# Oxy



## Surfingisfun001 (Sep 25, 2007)

Starting to build a tolerance and get addicted. Now when I wake up my body aches all over until I rack a line. I want to quit this shit now before it gets too much worse. What a fun drug at first but then it turns into hell. I know everyone warned me of this but I guess it was something I just wanted to find out for myself. Well I sure have. Wish I had some suboxone but I don't, does anyone have any other ideas for quitting other than suboxone?


----------



## comfortably numb (Mar 6, 2006)

It's not the devil for starters it's just the way you use it. With opiates you really have 2 choices stick to occasional use or learn to accomidate the addiction. Since i have to take them everyday for pain i picked the second choice. Or theres a third option which is not use them at all. You may want to pick that one.

The symptoms you are describing are mild withdrawal symptoms so the sooner you quit the better off you will be. I get withdrawal symptoms fairly fast when i have a strong habit sometimes less then 12 hours after i last used. My symptoms start off much worse then yours in any case and i hardly even notice the aches and pains due to everything else.

What dose are you on? If you want to you can taper but take it orally because that will be a much easier way of doing things. It's much easier to get a acurate dose that way and it lasts longer. Really you are gipping yourself by snorting it. You can drop down so much everyday and it won't be bad at all.

You could go cold turkey i doubt youd get bad withdrawal symptoms at all. What you are describing is pretty damn mild though the worst of the withdrawals won't happen until about the 3rd day. Or atleast thats been my experience and it's the general rule. The acute symptoms will be over after 5 days and after that any symptoms you have will just be a general annoyance.

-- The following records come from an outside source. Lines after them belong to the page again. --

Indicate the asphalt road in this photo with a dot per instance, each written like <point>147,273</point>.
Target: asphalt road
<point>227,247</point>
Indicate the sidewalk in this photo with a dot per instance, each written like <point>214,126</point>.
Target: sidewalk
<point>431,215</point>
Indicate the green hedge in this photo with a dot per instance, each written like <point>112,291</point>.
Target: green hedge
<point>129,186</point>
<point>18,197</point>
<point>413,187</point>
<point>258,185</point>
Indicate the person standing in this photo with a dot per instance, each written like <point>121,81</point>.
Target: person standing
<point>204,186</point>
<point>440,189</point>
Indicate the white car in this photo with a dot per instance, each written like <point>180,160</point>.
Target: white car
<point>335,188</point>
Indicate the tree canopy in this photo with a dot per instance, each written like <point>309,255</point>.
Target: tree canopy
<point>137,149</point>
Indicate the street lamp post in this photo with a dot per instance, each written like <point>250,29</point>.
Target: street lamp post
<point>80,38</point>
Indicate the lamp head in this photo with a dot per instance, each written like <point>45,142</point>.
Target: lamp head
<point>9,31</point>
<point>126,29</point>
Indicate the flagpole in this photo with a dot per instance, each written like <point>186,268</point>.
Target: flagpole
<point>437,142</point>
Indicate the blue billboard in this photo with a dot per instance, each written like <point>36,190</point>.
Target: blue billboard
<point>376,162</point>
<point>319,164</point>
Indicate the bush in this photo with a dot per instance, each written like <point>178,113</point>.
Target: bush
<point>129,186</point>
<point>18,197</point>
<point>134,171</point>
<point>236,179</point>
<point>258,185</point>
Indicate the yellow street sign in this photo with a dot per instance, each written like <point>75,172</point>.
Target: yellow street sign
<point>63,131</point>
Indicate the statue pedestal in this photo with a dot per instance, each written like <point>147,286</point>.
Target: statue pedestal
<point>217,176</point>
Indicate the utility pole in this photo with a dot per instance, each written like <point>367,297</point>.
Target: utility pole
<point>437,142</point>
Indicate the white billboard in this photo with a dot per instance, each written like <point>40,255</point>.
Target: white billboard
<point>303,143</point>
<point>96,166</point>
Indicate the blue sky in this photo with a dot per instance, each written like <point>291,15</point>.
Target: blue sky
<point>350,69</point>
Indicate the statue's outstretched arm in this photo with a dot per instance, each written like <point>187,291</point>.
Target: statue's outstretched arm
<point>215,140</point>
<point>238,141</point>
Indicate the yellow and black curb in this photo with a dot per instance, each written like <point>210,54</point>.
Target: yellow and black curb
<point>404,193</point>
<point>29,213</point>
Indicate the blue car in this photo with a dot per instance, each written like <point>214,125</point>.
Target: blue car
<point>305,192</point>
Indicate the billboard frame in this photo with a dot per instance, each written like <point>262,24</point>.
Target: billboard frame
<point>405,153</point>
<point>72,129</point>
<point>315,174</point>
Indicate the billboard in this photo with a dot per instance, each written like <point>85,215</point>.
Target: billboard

If you want a how to guide on how to get through withdrawals in the least painful way just PM me. Ive been through withdrawals many times. In fact you can PM with the rest of it on how to get off this stuff if you want to instead of doing it over the open board if you want.


----------



## hurricane12 (May 22, 2008)

send me the rest of your oxy  
and quit while you still can


----------



## Surfingisfun001 (Sep 25, 2007)

you don't want this road **pukes on the floor while feeling 10x worse DP.** "It's fun kids, try it"


----------



## Mark (Jul 21, 2008)

God is such a tool.
You just want to have a bit of fun and you are f-cked for5 days.


----------



## Surfingisfun001 (Sep 25, 2007)

ah you been here mark?


----------



## Mark (Jul 21, 2008)

surfingisfun001 said:


> ah you been here mark?


Booze and pills.
It sucked.
I was in hospital because of it.
Felt like such a jerk. Taking up space.


----------



## AntiSocial (Jul 12, 2008)

just start doing another drug.

kidding. seriously i think you could slowly ween yourself off it


----------



## Surfingisfun001 (Sep 25, 2007)

-----


----------



## peachy (Feb 9, 2008)

what about orgasms?


----------



## Surfingisfun001 (Sep 25, 2007)

you having trouble sleeping peachy?


----------



## Surfingisfun001 (Sep 25, 2007)

got something on your ..............mind?


----------



## peachy (Feb 9, 2008)

aaaah yess. i am so incredibly hyper! ahhaha


----------



## Guest (Sep 11, 2008)

peachyderanged said:


> what about orgasms?


lol....yeah we must not go without those.


----------



## Surfingisfun001 (Sep 25, 2007)

well there are three of us here and peachy is "hyper" *nods over to Lyns* give it a go and I surely will follow.


----------



## Guest (Sep 11, 2008)

im hyper again now to.


----------



## Surfingisfun001 (Sep 25, 2007)

hey what did I tell you...


----------



## Surfingisfun001 (Sep 25, 2007)

mmmm it's fun in here.


----------



## Guest (Sep 11, 2008)

surfingisfun001 said:


> hey what did I tell you...


What?...have i been bad again or something?............oh of course i have..


----------



## Surfingisfun001 (Sep 25, 2007)

how could I resist....lyns and peachy at the same time. It's every mans dream. You two are the best.


----------



## Surfingisfun001 (Sep 25, 2007)

Spirit said:


> surfingisfun001 said:
> 
> 
> > hey what did I tell you...
> ...


I said....you lead and I will follow. Then you said "I'm feeling hyper too" erm....implying something there erm :?:


----------



## Guest (Sep 11, 2008)

Yeah i was implying my mood had cycled to hyper again....... :wink: [rapid cycling moods ,i keep thinking that there is some little guy in my head pedaling]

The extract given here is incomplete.